EL CAMINO DE EMAUS
2 Abril 2010
En tres momentos, en el Huerto de Getsemaní, El Señor encuentra dormidos a sus discípulos. En la primera ocasión les dice, y en ellos a nosotros: “Velad y orad para no caer en la tentación; el espíritu está pronto, pero la carne es débil”.
La oración es el trato con Dios del hombre. Es además el medio de conocer a Dios íntimamente. Como vemos a lo largo del Evangelio, Jesús acude a la oración para dar gracias por el bien recibido o por el bien que se va a recibir, para pedir al Padre, para suplicar, para interceder ... Jesús nos enseña el valor de la oración, además de cómo hacerla. Pero además nos da una señal : Velad y orad para no caer en la tentación. Con lo que nos indica que con nuestras fuerzas solas, jamás lograremos vencer cualquier tentación, si estas fuerzas no están apoyadas en la oración.
La oración puede ser bien personal, o bien comunitaria. Por medio de la oración personal, como hemos dicho conocemos mejor al Padre, nos acercamos a Él, vamos comprendiendo mejor nuestra filiación divina, alcanzaremos a cumplir mejor todas nuestras obligaciones : laborales, familiares, de amistad , para con los demás. La oración está considerada como artículo de primera necesidad para el alma, como lo es el alimento o el agua para tomar fuerzas o apagar la sed. A través de la oración se apaga la sed de nuestras necesidades espirituales. La Iglesia nos pone a la Virgen María como ejemplo de oración cuando se nos dice que : “Nadie en este mundo ha sabido tratar a Jesús como su Madre”.

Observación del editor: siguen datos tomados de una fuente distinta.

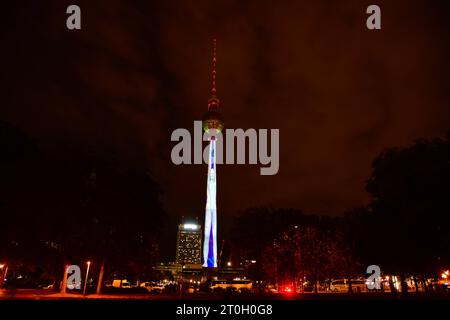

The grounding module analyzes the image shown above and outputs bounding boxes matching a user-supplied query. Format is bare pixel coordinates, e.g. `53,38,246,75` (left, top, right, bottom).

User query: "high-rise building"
175,223,202,264
202,39,223,268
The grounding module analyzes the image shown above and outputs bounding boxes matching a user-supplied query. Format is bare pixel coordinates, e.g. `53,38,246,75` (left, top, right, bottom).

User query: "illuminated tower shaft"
203,39,223,268
203,139,217,268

El Beato Escrivá de Balaguer decía : “La oración era entonces, como hoy, el medio más poderoso para vencer en las batallas de la lucha interior ... no os canséis nunca de implorar”. Y el Papa Pío XII : Orad, orad, orad; la oración es la llave de los tesoros de Dios; es el arma del combate y de la victoria en toda lucha por el bien y contra el mal. ¿Qué no puede la oración, adorando, propiciando, suplicando, dando gracias”
El Padre Martín Descalzo nos describe con todo realismo como era la oración de Jesús:
“Los Apóstoles debieron asombrarse ante la oración de Jesús en esta noche. Le habían visto orar cientos de veces en su vida. Pero en ningún caso con la angustia de esta ocasión. Empezando, incluso, por la postura del Maestro a quien veían a la luz de la luna llena. No rezaba ( como era tradicional en los judíos ) de pie con los brazos extendidos, sino que ( según dice San Marcos ) se postró en tierra ( 14,15); según Lucas ( 22,41) se puso de rodillas, y según San Mateo, cayó sobre su rostro (26, 39)”

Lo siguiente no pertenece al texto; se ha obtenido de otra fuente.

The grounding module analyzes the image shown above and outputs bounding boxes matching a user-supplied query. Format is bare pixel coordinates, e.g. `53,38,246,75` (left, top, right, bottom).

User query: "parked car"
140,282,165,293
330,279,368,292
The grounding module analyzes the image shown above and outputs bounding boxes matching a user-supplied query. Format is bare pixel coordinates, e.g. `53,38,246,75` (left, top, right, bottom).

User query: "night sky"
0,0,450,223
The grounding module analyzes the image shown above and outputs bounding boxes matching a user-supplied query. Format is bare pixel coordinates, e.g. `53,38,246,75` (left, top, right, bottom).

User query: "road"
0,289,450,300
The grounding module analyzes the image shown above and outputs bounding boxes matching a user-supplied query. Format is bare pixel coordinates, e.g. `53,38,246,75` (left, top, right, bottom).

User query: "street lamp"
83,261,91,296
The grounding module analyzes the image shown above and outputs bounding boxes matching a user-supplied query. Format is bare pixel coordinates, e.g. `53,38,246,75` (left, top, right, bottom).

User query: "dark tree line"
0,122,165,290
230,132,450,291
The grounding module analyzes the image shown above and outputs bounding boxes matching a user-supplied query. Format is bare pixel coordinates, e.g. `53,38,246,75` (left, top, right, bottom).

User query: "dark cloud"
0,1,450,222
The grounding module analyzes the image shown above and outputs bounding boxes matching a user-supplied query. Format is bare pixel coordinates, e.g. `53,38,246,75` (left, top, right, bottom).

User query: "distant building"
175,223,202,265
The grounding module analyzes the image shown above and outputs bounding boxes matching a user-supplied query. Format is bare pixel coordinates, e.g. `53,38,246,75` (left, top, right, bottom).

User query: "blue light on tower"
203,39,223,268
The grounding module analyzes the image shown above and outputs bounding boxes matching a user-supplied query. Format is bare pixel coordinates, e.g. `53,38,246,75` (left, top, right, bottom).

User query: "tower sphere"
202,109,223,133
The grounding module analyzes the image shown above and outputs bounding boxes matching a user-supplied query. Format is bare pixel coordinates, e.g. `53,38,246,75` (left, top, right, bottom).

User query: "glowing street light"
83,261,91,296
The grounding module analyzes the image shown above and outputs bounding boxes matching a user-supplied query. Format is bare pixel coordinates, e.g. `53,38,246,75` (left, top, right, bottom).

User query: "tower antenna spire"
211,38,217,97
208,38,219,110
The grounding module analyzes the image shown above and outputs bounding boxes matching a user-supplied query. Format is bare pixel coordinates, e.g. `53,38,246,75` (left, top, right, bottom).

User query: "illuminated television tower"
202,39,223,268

La postura de los Apóstoles en el Huerto de Getsemaní, es muchas veces la postura nuestra: de abandono de la oración. Cansancio, flojera espiritual, apatía, priorización de otras cosas del mundo. Este pasaje es otra lección que el Señor nos da y cuyos ejemplos vivos fueron los Apóstoles, quien a pesar de sus debilidades los eligió para levantar su Iglesia y extender el Reino que nos había venido a traer. Dios, sobre la humildad edifica su Iglesia, que perdura a través de los siglos y lo hará hasta el fin de los tiempos
Jesús es verdadero Dios y verdadero hombre. En muchos pasajes a lo largo del Evangelio hemos visto a un Jesús que tiene sueño, que siente hambre, que se enfada; ahora vamos a ver a un Jesús que “ experimenta la necesidad de una compañía. Tal vez hablar con sus discípulos alivie su angustia. Y se levanta. Y camina esos treinta pasos para buscar la palabra humana que desgarre esa soledad en la que el Padre y las cosas le acorralan”. Pero ellos duermen y Jesús se siente solo de sus discípulos, más el solo se limita a despertarles para que hagan oración, enseñándoles la necesidad de ésta. Cuantas veces creemos sentirnos solos, sin darnos cuenta que no lo estamos, ya que el Señor nos enseña que al orar estamos en contacto con el Padre que nos ama intensamente.
“Es de notar que los evangelistas movidos por el Espíritu Santo, recogen tanto la oración de Jesús como el mandato de orar. No se trata de una anécdota ocasional, sino de un episodio que es modelo de lo que han de hacer los cristianos: rezar como medio imprescindible para mantenerse fieles a Dios. Quien no rece, que no se haga ilusiones de superar las tentaciones del demonio”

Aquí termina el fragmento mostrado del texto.